Dias após ter comemorado 70 anos de existência, no final de abril, o Conselho Nacional de Desenvolvimento Científico e Tecnológico (CNPQ) anunciou que, por causa de cortes orçamentários impostos pelo governo, teve de fazer um corte drástico na concessão de bolsas de doutorado e pós-doutorado aprovadas com base em pareceres técnicos emitidos por seus comitês de assessoramento.
Vinculado ao Ministério da Ciência, Tecnologia e Inovações, o CNPQ é a principal agência de fomento à pesquisa do País. Ao lado da Coordenação de Aperfeiçoamento do Pessoal de Ensino Superior (Capes), órgão responsável pela fiscalização e avaliação do sistema de pós-graduação, o CNPQ também é um dos pilares do sistema nacional de ciência, tecnologia e inovação. Desde o início do governo Bolsonaro os dois órgãos vêm passando por graves dificuldades financeiras.
Das 3.080 propostas aprovadas nas diferentes áreas do conhecimento, e cujos beneficiários já haviam sido informados em 15 de março, o CNPQ só poderá financiar 396 – cerca de 13% do total. O critério de escolha privilegiou as propostas que receberam as maiores notas. As outras 2.684 propostas, que envolvem dez categorias de bolsas no Brasil e no exterior, não serão implementadas.
Com valor de R$ 2,2 mil mensais por um período de quatro anos, tempo que leva a formação de um doutor, e de R$ 4,1 mil mensais por um período de dois anos no caso de pósdoutorado, as bolsas do CNPQ são fundamentais para produção de ciência de ponta e ciência aplicada no Brasil.
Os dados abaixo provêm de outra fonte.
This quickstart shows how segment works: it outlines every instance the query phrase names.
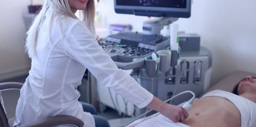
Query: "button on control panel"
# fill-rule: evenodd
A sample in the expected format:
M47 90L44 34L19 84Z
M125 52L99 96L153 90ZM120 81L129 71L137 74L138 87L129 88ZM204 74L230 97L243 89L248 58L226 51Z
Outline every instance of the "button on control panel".
M153 49L140 47L140 45L134 46L122 44L118 42L103 41L100 42L100 45L105 52L111 57L121 55L133 57L142 57L149 55L154 51ZM147 45L145 46L147 47ZM149 46L147 46L149 47ZM151 49L153 49L151 48Z

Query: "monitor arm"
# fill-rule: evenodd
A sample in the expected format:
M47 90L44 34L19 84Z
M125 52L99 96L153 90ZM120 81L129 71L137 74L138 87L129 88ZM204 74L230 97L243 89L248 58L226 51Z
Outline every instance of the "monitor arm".
M160 35L163 26L172 23L178 19L177 18L162 17L145 21L143 23L143 33L147 35Z

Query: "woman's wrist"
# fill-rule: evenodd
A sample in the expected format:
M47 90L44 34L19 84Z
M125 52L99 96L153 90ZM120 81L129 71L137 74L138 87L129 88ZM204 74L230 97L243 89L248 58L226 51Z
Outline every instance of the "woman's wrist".
M146 107L161 113L163 111L163 109L166 104L167 104L154 96L152 101Z

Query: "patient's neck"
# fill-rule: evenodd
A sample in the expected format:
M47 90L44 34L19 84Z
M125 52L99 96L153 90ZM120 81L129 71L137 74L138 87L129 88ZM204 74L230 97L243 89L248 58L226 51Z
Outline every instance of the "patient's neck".
M256 94L249 92L244 92L239 95L250 101L256 103Z

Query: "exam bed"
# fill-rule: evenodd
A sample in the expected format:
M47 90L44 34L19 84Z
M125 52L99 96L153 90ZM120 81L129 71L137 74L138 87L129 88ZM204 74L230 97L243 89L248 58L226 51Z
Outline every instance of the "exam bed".
M204 92L200 95L200 97L201 97L206 93L216 90L221 90L224 91L232 92L234 86L241 81L245 77L251 75L255 75L255 74L246 72L243 71L237 71L223 78L216 84L211 86L209 88ZM196 99L197 99L196 98ZM182 106L185 104L186 102L182 103L179 105ZM153 114L148 117L151 117L152 116L155 115L156 114ZM142 119L137 120L133 123L129 124L132 125L136 123L137 123L142 121Z

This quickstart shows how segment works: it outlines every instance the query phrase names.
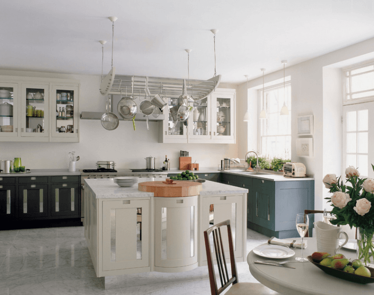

Os doutores em formação são oriundos, em sua grande maioria, das melhores universidades públicas do País.
A comunidade científica, que já fora surpreendida na segunda semana de abril com a indicação de uma desconhecida professora de direito de uma universidade particular para a presidência da Capes, classificou os cortes orçamentários impostos ao CNPQ pela equipe econômica do governo como mais uma etapa do irresponsável desmonte do sistema de ensino de ponta e de desenvolvimento científico brasileiro. “Este cenário só atesta, mais uma vez, a situação precária em que se encontra o financiamento à pesquisa no Brasil. Isso é particularmente mais grave quando se percebe que a ciência é uma parte essencial da solução para essa situação dramática que estamos vivendo”, afirma o físico Sylvio Canuto, pró-reitor de Pesquisa da USP.
A não concessão de 2.684 entre as 3.080 bolsas aprovadas pelo CNPQ frustrará os recém formados no ensino superior que optaram por seguir carreira científica, com base em bolsas de estudo. Contudo, esse é apenas um dos lados do problema. O outro lado é a ausência de recursos para financiar pesquisas em andamento sob responsabilidade de cientistas que foram formados com apoio financeiro de agências públicas de fomento, como o CNPQ. Sem condições de trabalho, é cada vez maior o número de jovens cientistas que estão deixando o País.
Essa fuga de cérebros revela o paradoxo do sistema brasileiro de qualificação acadêmica, produção cientifica e inovação tecnológica. Após ter financiado com recursos públicos a qualificação desses jovens cientistas, o governo não os retém, seja por causa de seu negacionismo científico, seja por não lhes assegurar condições de trabalho. Assim, os órgãos de fomento à pesquisa acabam financiando a formação de cientistas que são atraídos por outros países, o que é um contrassenso. “Vi a situação apertando no Brasil, aí apareceu uma oportunidade de ir para fora e não tive como recusar. Meu primeiro sentimento foi de tristeza, pois foi feito um investimento muito grande na minha formação. Justamente quando esse investimento começaria a dar frutos, tive de ir embora”, diz o físico Tárcius Ramos, cuja formação foi custeada por bolsas de estudo e que se mudou para a Bélgica um mês após defender seu doutorado na USP.